Wednesday, July 28, 2010

Wednesday Oscar Retrospective: The Deadlocked Duel of 2008

Welcome to a new weekly feature here at Movies with Abe, Wednesday Oscar Retrospective. The Deadlocked Duel is the fourth in a series of projects looking back at the past eight years of the Oscars, dating back to the first ceremony I watched and closely followed.

Each year after the Oscar nominations are announced, there’s at least one category where two nominees end up in a heated battle for the award right up until Oscar night, dividing predictors and keeping Oscar watchers anxiously in suspense. This series is devoted to analyzing the biggest and most intense of those battles each year, in any category.

The Deadlocked Duel of 2008:

Sean Penn (Milk) vs. Mickey Rourke (The Wrestler) for Best Actor

The background: The recent winner vs. the comeback kid. Rourke’s role as an aging wrestler struggling to regain his once-held fame was a perfect metaphor for Rourke’s career as an actor, initially strong but ultimately unsustainable. Penn, on the other hand, had four previous Oscar nominations and one win, for 2003’s “Mystic River.” His part was exactly the kind of challenging and serious work he had done in the past, playing real-life gay politician Harvey Milk.

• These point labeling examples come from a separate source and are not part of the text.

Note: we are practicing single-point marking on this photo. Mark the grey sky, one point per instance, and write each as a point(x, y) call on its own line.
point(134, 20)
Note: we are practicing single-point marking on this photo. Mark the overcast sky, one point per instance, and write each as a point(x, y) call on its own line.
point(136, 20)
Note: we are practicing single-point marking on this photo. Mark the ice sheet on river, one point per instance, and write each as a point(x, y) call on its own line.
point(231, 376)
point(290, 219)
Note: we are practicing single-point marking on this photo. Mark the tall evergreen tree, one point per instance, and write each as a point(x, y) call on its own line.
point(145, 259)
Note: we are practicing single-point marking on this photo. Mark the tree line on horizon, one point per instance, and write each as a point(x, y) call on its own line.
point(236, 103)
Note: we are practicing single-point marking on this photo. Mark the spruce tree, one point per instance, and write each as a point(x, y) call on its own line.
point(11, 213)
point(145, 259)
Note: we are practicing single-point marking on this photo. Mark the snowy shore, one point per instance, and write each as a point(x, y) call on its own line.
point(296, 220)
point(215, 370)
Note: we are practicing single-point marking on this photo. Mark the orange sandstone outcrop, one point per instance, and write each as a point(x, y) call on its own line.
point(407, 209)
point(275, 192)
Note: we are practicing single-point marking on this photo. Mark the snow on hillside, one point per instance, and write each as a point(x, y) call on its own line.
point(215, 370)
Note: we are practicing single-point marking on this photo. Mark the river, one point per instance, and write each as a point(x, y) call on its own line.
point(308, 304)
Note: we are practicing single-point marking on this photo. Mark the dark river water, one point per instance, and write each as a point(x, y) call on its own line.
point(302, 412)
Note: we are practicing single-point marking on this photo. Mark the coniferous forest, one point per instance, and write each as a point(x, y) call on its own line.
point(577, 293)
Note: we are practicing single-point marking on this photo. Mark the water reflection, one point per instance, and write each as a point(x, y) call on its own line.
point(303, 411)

Why it was just the two of them: Frank Langella was the only other sure thing, for his performance as Richard Nixon in “Frost/Nixon.” While the film fared reasonably well in terms of nominations with almost every awards guild, it hardly took home any actual trophies (IMDB lists it as having won eleven out of fifty-five nominations). There wasn’t quite enough buzz for the film. Richard Jenkins didn’t emerge as a contender for “The Visitor” until his SAG nod, and some (notably me) weren’t sure that Brad Pitt would even get nominated in the end for “The Curious Case of Benjamin Button.” He did, but he didn’t have a shot at winning.

Setting the stage: Initially, Rourke came out ahead at the Golden Globes, where he beat Penn. Both films had been shut out of the Best Picture race, and “The Wrestler” had earned three nominations (Bruce Springsteen also won for Best Song). “Milk,” on the other hand, landed only one nod, for Penn. In subsequent awards races, it became clear that “Milk” was going to do better after it got DGA, PGA, and WGA nods. Penn took home the SAG Award, putting him pretty much even with Rourke. When Oscar nominations were announced, “Milk” got eight, including one for Best Picture, while only Rourke and costar Marisa Tomei represented “The Wrestler,” which mystifyingly got shut out of the Best Song race.

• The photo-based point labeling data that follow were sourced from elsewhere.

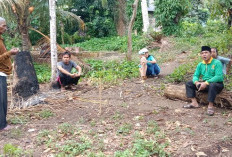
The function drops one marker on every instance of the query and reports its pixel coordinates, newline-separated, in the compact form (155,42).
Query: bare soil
(190,132)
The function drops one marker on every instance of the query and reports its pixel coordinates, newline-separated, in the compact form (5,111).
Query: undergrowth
(111,72)
(114,43)
(43,72)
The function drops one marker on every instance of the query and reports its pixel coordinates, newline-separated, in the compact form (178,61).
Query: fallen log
(224,99)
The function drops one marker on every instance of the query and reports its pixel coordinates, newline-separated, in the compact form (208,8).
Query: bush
(113,71)
(191,29)
(43,72)
(114,43)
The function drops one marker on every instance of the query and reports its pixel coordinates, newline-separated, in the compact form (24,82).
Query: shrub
(114,43)
(43,72)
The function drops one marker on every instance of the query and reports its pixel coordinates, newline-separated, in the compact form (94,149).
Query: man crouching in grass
(65,78)
(210,70)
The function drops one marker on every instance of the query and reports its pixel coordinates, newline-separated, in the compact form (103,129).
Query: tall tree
(168,14)
(222,8)
(52,10)
(130,27)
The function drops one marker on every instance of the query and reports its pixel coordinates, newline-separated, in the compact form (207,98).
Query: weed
(124,105)
(73,148)
(93,123)
(66,129)
(13,151)
(18,119)
(114,43)
(43,72)
(190,131)
(15,133)
(46,113)
(226,138)
(112,72)
(125,129)
(117,116)
(205,121)
(44,137)
(126,153)
(143,147)
(152,127)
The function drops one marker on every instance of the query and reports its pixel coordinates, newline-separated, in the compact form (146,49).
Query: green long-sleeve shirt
(211,72)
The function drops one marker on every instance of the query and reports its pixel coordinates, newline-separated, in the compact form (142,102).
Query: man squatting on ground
(5,69)
(226,62)
(148,65)
(65,78)
(212,80)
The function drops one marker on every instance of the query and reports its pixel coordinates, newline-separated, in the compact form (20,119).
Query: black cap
(205,48)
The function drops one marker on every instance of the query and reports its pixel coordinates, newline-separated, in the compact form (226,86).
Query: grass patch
(46,113)
(43,72)
(125,129)
(114,43)
(11,150)
(112,72)
(18,119)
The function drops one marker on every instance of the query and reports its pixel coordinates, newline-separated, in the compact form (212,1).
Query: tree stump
(224,99)
(25,82)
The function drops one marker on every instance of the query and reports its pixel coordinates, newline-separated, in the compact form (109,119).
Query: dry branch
(224,99)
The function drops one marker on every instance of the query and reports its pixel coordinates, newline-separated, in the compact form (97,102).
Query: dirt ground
(189,132)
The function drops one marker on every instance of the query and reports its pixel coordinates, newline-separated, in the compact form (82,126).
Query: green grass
(11,150)
(114,43)
(43,72)
(46,113)
(112,72)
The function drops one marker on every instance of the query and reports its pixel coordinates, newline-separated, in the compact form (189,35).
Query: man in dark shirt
(65,78)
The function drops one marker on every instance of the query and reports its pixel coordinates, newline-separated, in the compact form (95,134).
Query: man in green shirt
(210,72)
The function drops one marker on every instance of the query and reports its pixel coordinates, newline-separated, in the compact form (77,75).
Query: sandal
(210,111)
(190,106)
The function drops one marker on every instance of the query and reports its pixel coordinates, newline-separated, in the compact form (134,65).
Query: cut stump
(224,99)
(25,82)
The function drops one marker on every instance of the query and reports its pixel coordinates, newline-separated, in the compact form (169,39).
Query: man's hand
(72,75)
(14,51)
(198,84)
(75,75)
(203,86)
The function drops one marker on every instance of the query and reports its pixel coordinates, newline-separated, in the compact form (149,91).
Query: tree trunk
(52,9)
(145,15)
(129,53)
(25,82)
(26,43)
(224,99)
(230,17)
(121,21)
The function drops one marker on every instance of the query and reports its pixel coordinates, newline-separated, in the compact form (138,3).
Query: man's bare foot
(8,127)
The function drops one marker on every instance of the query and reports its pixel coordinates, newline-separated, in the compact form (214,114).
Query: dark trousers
(3,102)
(213,89)
(67,80)
(153,69)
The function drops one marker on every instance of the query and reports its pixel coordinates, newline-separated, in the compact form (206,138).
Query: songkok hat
(205,48)
(143,51)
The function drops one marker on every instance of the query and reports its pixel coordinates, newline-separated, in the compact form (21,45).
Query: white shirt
(2,74)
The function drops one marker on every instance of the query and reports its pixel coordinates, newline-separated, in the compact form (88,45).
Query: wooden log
(224,99)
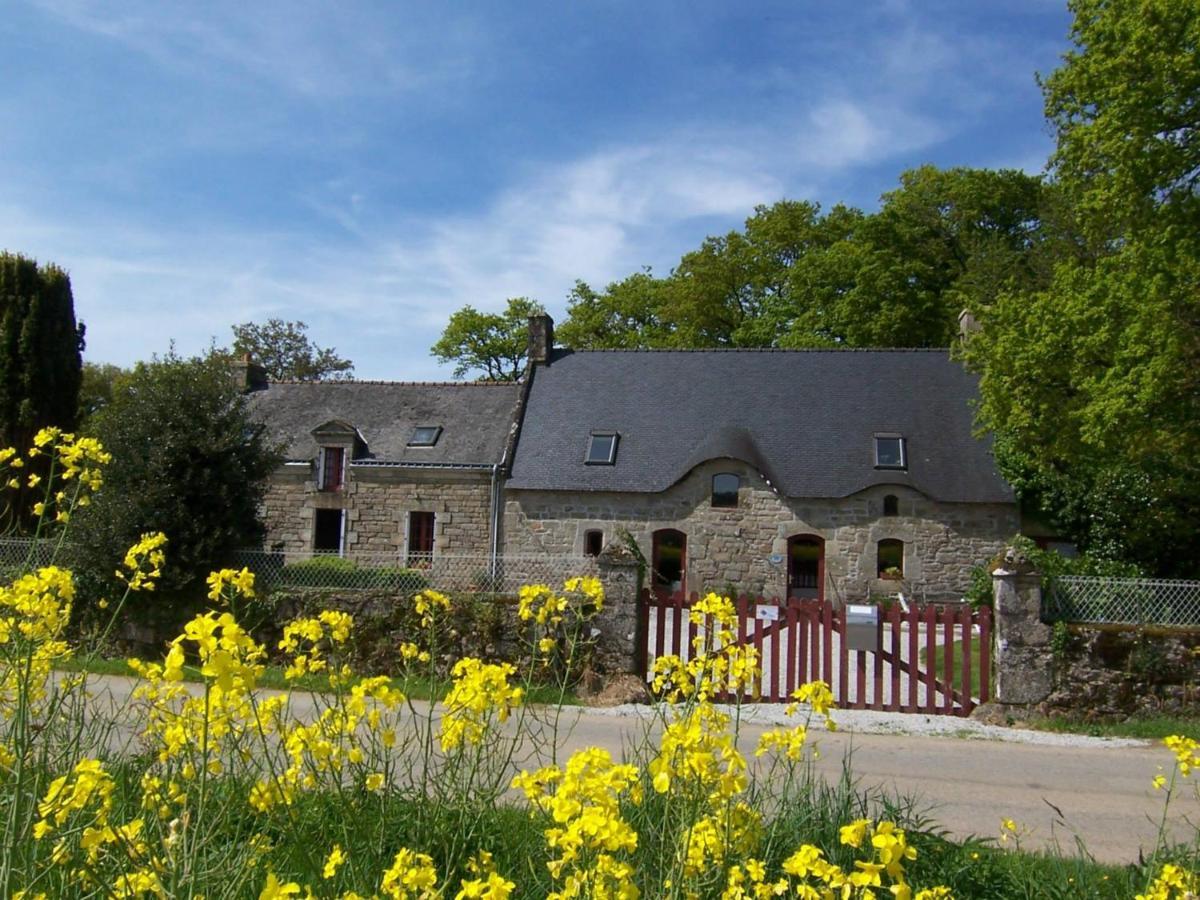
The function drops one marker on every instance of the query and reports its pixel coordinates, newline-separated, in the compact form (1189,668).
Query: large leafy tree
(1092,381)
(796,276)
(286,352)
(492,343)
(187,461)
(41,347)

Oscar night: Since Penn had been rewarded only five years earlier, it seemed to some (including me) that it was time to give the award to someone else. That wasn’t the case however, as Penn won the prize, sending Rourke and “The Wrestler” home empty-handed. “Milk” also won the Best Original Screenplay award.

Consolation prize for the loser: The rejuvenation of Rourke’s career, starting with his role as villain Ivan Vanko in this year’s “Iron Man 2.”

Other notable duels: “The Class” vs. “Waltz with Bashir” for Best Foreign Film (victor: third nominee “Departures”), Kate Winslet (The Reader) vs. Meryl Streep (Doubt) for Best Actress

Come back next week for a look at the Deadlocked Duel of 2007. If you have a prediction or a suggestion, please leave it in the comments.


Jorge Rodrigues said...

Yeah, that could be the deadlocked duel of 2008. Surprisingly, I really thought you were going with Winslet vs. Streep.

Just because I recall that in 2008 I was one of the few that never got into that Penn vs Rourke debocle. I loved Rourke in "The Wrestler" but him winning the Globe was like a pat on the shoulder (like Robert Downey Jr. this year), I never thought he had an actual chance at winning (although he was a worthy oponent to Penn with his very strong campaign and probably came close in #2).

For me, Kate Winslet vs. Meryl Streep was THE duel. I know A LOT of people (including me) thought that, by the time Oscar noms were announced and Winslet's nom for The Reader had been in the lead category, she was never going to lose that Oscar.

But the whole Oscar campaign was pretty much about who was going to win Best Actress. There was even a time when they thought Winslet would win in supporting, Meryl in lead.

So this would be my pick for deadlocked duel. And in my opinion, Hathaway or Leo should have win based on individual performances only. If we're going to consider background and all those other things Oscar likes to balance, Streep would be my winner. I liked Winslet in The Reader just fine, I just think Streep was better. She gave me chills every time she was on screen. That scene with the ball point pen... Even Amy Adams seems pretty scared :)

Movies with Abe said...

You make a very strong case, Jorge. With these series, there are always some years that will be much more fun and interesting than others, but I do think that Penn vs. Rourke was a more deadlocked duel for the very reasons you cite - Rourke had a strong campaign and probably came in close at #2 while Winslet seemed like a sure thing by the time Oscar night rolled around. Interesting discussion, though.

Regarding who should have won, my ballot ( actually included all of the nominees EXCEPT Winslet, with her "Revolutionary Road" performance in the runner-up slot (I wasn't as taken with her part in "The Reader"). My winner, of course, wasn't even nominated but really should have been - Sally Hawkins.

Greg Boyd said...

Sally Hawkins: so good. It was a crime that she wasn't nominated, I agree.

Regarding Sean Penn vs. Mickey Rouke, it's a good choice. Rourke would have been my pick, but Penn was great as well.

But then, I loved "The Wrestler". If it had been my decision, it would have gotten nominated for Best Picture as well.

Jorge Rodrigues said...

Yes. Sally Hawkins was amazing in Happy-Go-Lucky.

Greg Boyd said...

Regarding Hawkings: it's frankly quite similar to last year with Abbie Cornish. She gave the single best performance in any film (apart from Christoph Waltz of course) in "Bright Star". Instead, she got snubbed for "name" actresses like Sandra Bullock and Meryl Streep.

The Oscars are more credible than, say, the Emmys or the Grammys. Not by much, though.